- Born: René Wellek August 22, 1903 Vienna, Austria-Hungary
- Died: November 10, 1995 (aged 92) Hamden, Connecticut
- Occupation: Literary critic

= René Wellek =

Czech-American literary critic

René Wellek (August 22, 1903 - November 10, 1995) was a Czech-American comparative literary critic. Like Erich Auerbach, Wellek was a product of the Central European philological tradition and was known as a "fair-minded critic of critics."

==Biography==
René Wellek was born and raised in Vienna, speaking Czech and German. He studied literature at the Charles University in Prague, and was active among the Prague School linguists there, before moving to teach at School of Slavonic and East European Studies (now part of University College London) in 1935. His younger brother Albert Wellek (1904–1972) was one of the founders of musical psychology and lived in Germany. Before 1939, Wellek published some 60 items, all written in Czech.

From 1939, the beginning of World War II in Europe, Wellek lived in America. He taught first at the University of Iowa for seven years until 1946, and then, beginning in that year, at Yale University, where he established and chaired a department of comparative literature. In the United States, he was "widely regarded as a founder of the study of comparative literature." With Austin Warren, Wellek published a landmark volume entitled Theory of Literature, one of the first works to systematize literary theory.

Beginning in the 1960s, Wellek defended the New Critics against the condemnation of their work in the name of a structuralist-influenced literary theory, and is thus sometimes classed as a conservative critic. Wellek advocated a synthesized approach to literary criticism, one that included 1) literary theory, 2) a careful study of previous works of criticism, and 3) a thorough understanding of the surrounding history involved in an author's creation of a work, including the author's personal history and milieu. Any approach elevating one of these aspects above the other would be in error. Wellek said the best literary critic must "do what every scientist and scholar does: to isolate his object, in our case, the literary work of art, to contemplate it intently, to analyze, to interpret, and finally to evaluate it by criteria derived from, verified by, buttressed by, as wide a knowledge, as close an observation, as keen a sensibility, as honest a judgment as we can command." According to Wellek, bringing all of literary theory, criticism, and history into consideration allows a critic to achieve "victory over impermanence, relativity, and history."

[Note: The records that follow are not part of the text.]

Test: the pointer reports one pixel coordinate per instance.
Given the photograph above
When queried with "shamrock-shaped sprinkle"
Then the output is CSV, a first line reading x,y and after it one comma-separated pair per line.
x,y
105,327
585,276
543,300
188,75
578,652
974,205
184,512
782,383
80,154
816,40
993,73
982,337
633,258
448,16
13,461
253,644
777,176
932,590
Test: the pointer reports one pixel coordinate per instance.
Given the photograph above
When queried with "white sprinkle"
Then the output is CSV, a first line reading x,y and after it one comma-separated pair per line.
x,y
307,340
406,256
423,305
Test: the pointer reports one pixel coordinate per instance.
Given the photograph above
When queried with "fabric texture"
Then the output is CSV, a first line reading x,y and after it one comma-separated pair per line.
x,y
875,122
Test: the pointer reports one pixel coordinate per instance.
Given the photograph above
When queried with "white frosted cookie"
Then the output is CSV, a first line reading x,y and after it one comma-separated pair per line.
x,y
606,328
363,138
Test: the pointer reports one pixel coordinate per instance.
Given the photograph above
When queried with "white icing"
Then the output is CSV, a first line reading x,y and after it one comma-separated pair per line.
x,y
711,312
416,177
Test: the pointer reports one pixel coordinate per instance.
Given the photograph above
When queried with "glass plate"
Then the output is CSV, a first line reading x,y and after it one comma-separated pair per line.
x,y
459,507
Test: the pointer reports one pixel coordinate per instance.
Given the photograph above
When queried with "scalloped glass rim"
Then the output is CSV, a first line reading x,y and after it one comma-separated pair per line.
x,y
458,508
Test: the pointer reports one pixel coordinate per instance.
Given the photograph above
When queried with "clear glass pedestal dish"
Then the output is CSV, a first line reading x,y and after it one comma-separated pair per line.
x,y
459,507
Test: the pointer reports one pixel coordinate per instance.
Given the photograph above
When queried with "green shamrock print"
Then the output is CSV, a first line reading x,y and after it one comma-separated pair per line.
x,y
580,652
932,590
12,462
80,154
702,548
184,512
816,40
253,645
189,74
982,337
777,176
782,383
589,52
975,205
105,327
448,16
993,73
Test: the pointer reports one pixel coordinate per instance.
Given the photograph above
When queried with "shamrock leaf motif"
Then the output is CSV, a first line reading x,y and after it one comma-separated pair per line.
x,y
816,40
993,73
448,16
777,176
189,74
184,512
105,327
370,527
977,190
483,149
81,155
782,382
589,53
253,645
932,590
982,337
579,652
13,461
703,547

Wellek was an elected member of both the American Academy of Arts and Sciences and the American Philosophical Society.

The crowning work of Wellek's career was an eight-volume magnum opus entitled A History of Modern Criticism: 1750-1950, the last two volumes of which he dictated from his bed in a nursing home at age 92.

==Bibliography==
===Books===
- Immanuel Kant in England 1793–1838, Princeton: Princeton UP, 1931. [Dissertation]
- The Rise of English Literary History, Chapel Hill: The University of North Carolina Press, 1941.
- Literature and Ideas, Charlottesville: The University of Virginia, 1948.
- Theory of Literature (with Austin Warren), New York: Harcourt, Brace, and Co., 1949.
- A History of Modern Criticism 1750–1950, New Haven: Yale UP, 1955–1992. (8 Volumes)
- Dostoevsky: A Collection of Critical Essays, Englewood Cliffs, NJ: Prentice Hall, 1962. (Introduction pp. 1–15; Anthology)
- Concepts of Criticism, Ed. Stephen G. Nichols, Jr. New Haven: Yale UP, 1963. (Collection of Wellek's essays)
- Essays on Czech Literature, The Hague: Mouton and Co., 1963.
- Confrontations: Studies in the Intellectual and Literary Relations between Germany, England, and the United States during the Nineteenth Century, Princeton: Princeton UP, 1965.
- The Literary Theory and Aesthetics of the Prague School, Ann Arbor: University of Michigan, 1969.
- Discriminations: Further Concepts of Criticism, New Haven: Yale UP, 1971.
- Evidence in Literary Scholarship: Essays in Memory of James Marshall Osborn, (with Alvaro Ribeiro) Oxford: Oxford UP, 1979. (Anthology)
- Four Critics: Croce, Valéry, Lukács, and Ingarden, Seattle: Washington UP, 1981.
- Chekhov: New Perspectives (Twentieth Century Views), (with Nonna D. Wellek) Englewood Cliffs: Prentice-Hall Inc., 1981. (Anthology)
- The Attack on Literature and Other Essays, Chapel Hill: The University of North Carolina Press, 1982. (Collection of Wellek's essays)

===Journal articles===
- "Prospect and Retrospect", Journal of Comparative Literature and Aesthetics (JCLA), Vol. 1, No. 2, Winter 1978.